I got my first smartphone on May 26, 2012.
I was 27 years old, and every minute of my life was spent mothering my three little kids. My world was tactile and immediate—crumbs on the floor, bedtime stories, and lots of crying all around.
Andrew didn’t want to get a smartphone. He’s always been averse to spending money, and he didn’t think it was necessary. In retrospect, his hesitation seems almost prophetic.
I argued that everyone had one. All my friends were talking about this new thing. It seemed a better, easier way to stay in touch with people. I had heard of something called Instagram, and I wanted it. Everyone we knew was playing Words with Friends. One by one, all our friends, family, and acquaintances were falling like dominoes, joining the club buying their own smartphones. And I wanted in the club.
My enthusiasm was undampened by his uncertainty. This device promise connection, convenience, and fun. It seemed there were no drawbacks.
I don’t remember how long we debated this decision that so fundamentally changed our lives, but obviously, Andrew succumbed to my persuasion and we both became proud (or reluctant, in Andrew’s case) owners of smart phones.
I’ve thought often about that decision in the almost 13 years since then. I had no idea at the time what a monumental shift I was making in my life—what effect this device would come to have not just on me but on the entire world.
It changed literally everything.
The way we talk, communicate, spend our leisure time, relax, argue, decompress, waste time, work, shop, navigate, drive, capture ideas, take pictures, write, read, and think.
I went from carrying around my clunky but wonderful DSLR to take pictures for my real-life scrapbooks, to snapping blurry, pixelated selfies that I then slapped an aggressive filter on to put onto social media. (This digital “scrapbook” that hasn’t at all lived up to the quality of the way I used to document our lives.)




My conversations moved gradually from mostly in-person or on the phone, to brief texts, to mainly just likes and emojis. My mind and thoughts became more distracted, frazzled, and fragmented as I added more and more to my digital world.
I traded depth and for convenience. Research confirms what I have felt intuitively—our attention spans have shortened, our anxiety has increased, and our capacity for deep thinking has diminished.
My family remained the same—I’m still married to the same person and I have the same 3 children—but this little device forever altered the way we lived.
Obviously, to some degree, growing older would have done that anyway.

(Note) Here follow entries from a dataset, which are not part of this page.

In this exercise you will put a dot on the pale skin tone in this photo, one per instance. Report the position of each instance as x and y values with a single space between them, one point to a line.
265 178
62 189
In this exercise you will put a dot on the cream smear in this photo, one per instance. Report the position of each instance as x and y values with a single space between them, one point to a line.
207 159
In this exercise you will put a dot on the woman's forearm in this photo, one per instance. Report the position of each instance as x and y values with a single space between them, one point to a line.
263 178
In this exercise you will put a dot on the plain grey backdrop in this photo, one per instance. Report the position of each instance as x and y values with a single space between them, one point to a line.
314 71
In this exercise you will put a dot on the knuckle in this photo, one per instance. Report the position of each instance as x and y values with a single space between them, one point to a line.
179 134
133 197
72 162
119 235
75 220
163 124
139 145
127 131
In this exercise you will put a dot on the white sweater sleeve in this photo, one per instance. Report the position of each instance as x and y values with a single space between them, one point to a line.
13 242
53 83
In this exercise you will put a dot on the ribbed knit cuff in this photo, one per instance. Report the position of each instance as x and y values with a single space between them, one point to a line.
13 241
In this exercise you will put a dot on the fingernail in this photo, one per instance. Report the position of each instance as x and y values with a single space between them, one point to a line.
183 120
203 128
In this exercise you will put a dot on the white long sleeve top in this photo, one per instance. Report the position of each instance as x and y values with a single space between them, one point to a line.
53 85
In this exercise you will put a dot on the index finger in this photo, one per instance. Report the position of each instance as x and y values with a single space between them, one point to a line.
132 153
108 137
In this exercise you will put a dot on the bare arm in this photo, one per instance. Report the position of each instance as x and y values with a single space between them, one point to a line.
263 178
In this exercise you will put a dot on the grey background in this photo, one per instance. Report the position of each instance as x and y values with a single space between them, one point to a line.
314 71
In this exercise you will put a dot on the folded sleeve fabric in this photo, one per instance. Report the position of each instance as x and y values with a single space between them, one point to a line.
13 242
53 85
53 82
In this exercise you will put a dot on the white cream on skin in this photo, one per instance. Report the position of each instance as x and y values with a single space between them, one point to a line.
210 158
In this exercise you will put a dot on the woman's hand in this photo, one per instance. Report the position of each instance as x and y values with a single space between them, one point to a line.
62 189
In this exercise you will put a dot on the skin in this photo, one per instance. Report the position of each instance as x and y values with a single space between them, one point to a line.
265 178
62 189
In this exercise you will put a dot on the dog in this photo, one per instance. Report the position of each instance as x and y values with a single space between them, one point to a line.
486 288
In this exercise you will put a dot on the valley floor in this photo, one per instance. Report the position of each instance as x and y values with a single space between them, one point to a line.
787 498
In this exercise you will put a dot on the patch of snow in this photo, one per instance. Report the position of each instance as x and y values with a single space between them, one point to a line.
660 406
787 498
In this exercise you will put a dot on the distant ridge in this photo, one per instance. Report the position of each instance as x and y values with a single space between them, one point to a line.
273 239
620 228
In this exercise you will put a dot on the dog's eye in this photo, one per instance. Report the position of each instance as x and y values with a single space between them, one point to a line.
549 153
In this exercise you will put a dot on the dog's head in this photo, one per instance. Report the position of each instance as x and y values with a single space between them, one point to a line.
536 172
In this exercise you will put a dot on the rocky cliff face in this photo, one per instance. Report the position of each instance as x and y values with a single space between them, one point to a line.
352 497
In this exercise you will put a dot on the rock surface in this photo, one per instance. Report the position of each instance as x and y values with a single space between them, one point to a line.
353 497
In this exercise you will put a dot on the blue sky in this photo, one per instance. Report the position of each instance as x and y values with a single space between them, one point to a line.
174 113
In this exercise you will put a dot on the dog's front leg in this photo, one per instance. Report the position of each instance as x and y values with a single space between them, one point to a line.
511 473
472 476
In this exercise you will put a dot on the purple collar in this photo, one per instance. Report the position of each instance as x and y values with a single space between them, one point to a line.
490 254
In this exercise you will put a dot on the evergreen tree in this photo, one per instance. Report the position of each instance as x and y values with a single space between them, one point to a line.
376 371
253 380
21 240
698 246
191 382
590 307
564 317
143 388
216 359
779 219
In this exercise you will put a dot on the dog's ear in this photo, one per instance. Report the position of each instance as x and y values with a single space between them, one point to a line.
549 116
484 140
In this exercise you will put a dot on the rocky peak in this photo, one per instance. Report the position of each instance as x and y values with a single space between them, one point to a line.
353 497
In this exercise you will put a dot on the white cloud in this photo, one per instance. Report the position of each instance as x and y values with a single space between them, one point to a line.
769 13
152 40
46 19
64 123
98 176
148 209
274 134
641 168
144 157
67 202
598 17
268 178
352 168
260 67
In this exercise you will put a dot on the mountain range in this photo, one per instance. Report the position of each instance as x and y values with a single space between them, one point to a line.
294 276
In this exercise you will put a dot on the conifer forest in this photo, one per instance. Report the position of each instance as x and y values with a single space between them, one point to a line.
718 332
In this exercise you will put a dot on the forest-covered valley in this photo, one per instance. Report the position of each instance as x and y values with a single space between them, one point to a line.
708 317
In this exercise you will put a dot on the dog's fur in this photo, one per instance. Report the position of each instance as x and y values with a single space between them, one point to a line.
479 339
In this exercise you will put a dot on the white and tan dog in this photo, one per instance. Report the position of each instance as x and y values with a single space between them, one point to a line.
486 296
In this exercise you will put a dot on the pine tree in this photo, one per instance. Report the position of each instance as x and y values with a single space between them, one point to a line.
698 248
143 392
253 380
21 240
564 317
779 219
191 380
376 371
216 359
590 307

People change. The world evolves. That’s part of life.
But I’ve often wondered if I could have—should have—resisted that decision, even for a little longer.
I don’t want to come across as a nostalgic technophobe (although maybe that’s partly true?). Smartphones have made my life objectively better in a handful of ways. I can navigate unfamiliar roads without getting lost. I can maintain connections with distant loved ones in ways that were previously impossible.
But it’s also true that it hasn’t all been good. It set us all on a path we couldn’t have foreseen, and if I’d known, maybe I’d have opted out.
I don’t know if I could have avoided it completely. I don’t know if it’s really possible to live in the current world without a smartphone. (Believe me, I’ve contemplated long and hard the idea of getting rid of it, and I just can’t bring myself to do it; the sacrifice is too great.)
But I’ve wished so many times I could go back in time and warn myself, or all of us. It seemed a small decision—just buying a little gadget that could fit in our pockets. How big of a deal could it possibly be?
But there is no single purchase that has had as big of an impact on my life as that one.
I wish I’d had more time without it, more information about it, or a prediction about what it would do.
But of course, I can’t go back. I can’t undo this.
We’re all stuck with this world we accidentally created when we inadvertently opted into constant connection.
And now I struggle, on an hourly basis, to find a way to live with that irreversible choice, to grapple with the consequences of what we all made. The overwhelm, the loneliness of so many, the disconnect, the harm, the anger, the isolation, the cost.
I know the tone of this little essay won’t land with everyone. I know I don’t represent universal sentiment when I lament about our online lives and digital overwhelm. Most people I know seem totally fine with the way things turned out with smartphones. I’m just the crazy lady holding a cardboard sign on the street corner hollering about the end of the world.
But I can’t help but be resentful, remorseful, and a little angry at how unthinkingly I chose this path, and at how quickly I allowed it to become an unstoppable boulder rolling down the hill.
I can’t go back. But I’m trying to find a better way to go forward—small boundaries to help reclaim some of what was lost.
I completely agree and deeply feel the same sentiments. I am also jealous of the years you had with your children smart phone free. I get the irony that I clicked over to this essay from my email inbox and am typing out this response with staccato thumbs… but oh how the guilt eats at me over the time I’ve wasted on this damned thing. A hippy commune sounds less insane the older I get. Add this to the list of long conversations I want to have with you in person.